In the maxillary division, in cases where the infra-orbital nerve was involved, 74 alcohol blocks were used in 32 patients. In the mandibular division, the inferior alveolar nerve was most commonly blocked ( n = 135) and the long buccal nerve accounted for 20 injections. The inferior alveolar injections were successful in 90% with an average duration of effect of 22.51 ± 8.55 months. The successful injections (65%) of the long buccal nerve were effective for an average of 7.62 ± 7.93 months ( Table 1 ).
|Description of injection||TN in maxillary division||TN in mandibular division|
|Infra-orbital||Inferior alveolar||Mental||Long buccal|
|Total number of injections n = 250 (in 100 patients)||74 (32)||132 (40)||24 (13)||20 (15)|
|Ineffective injections ( n = 34)||12||10||5||7|
|Effective injections ( n = 216)||62 (88.6%)||122 (90.4%)||19 (76%)||13 (65%)|
|Duration of effect, months mean ± SD||16.27 ± 9.27 c
|22.51 ± 8.55 d
|10.11 ± 8.90 ab
|7.62 ± 7.93 a
The χ 2 test applied to test the association between alcohol injection and efficacy in different branches of the trigeminal nerve found significance between these two variables ( χ 2 = 13.3714, P -value = 0.0039) at the 5% level of probability.

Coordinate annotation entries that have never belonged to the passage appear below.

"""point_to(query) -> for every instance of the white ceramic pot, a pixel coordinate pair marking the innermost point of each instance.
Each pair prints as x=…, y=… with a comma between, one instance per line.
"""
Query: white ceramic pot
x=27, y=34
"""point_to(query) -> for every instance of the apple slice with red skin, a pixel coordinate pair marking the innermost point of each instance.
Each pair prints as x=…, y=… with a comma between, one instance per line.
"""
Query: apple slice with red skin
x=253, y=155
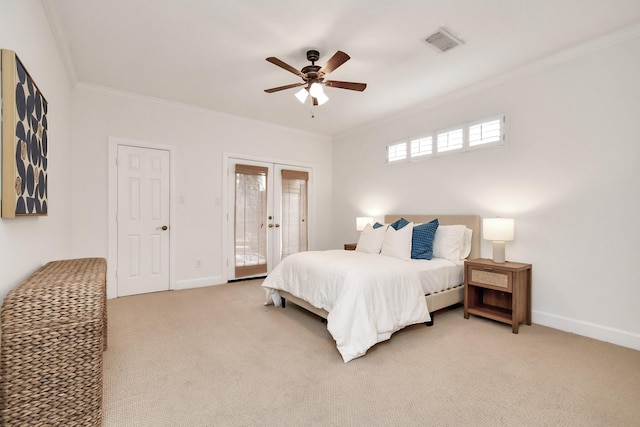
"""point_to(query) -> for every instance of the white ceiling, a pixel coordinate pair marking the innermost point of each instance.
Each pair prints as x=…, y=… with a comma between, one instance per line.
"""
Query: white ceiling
x=211, y=54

By applying one-way ANOVA, the alcohol injections in the inferior alveolar and infra-orbital nerve were found to be statistically significant ( P -value = <0.05; LSD value = 4.787). There was no significant difference between the average duration of effect of alcohol injection between the mental and long buccal nerves.
Alcohol injections were repeated. The interval between the first and subsequent injections was found to be 13.02 ± 4.92 months (range 2–45 months). There was a fall in the duration of effect of the subsequent injections ( Table 2 ). This difference in the repeated injections is statistically significant ( P < 0.05; LSD value = 2.331).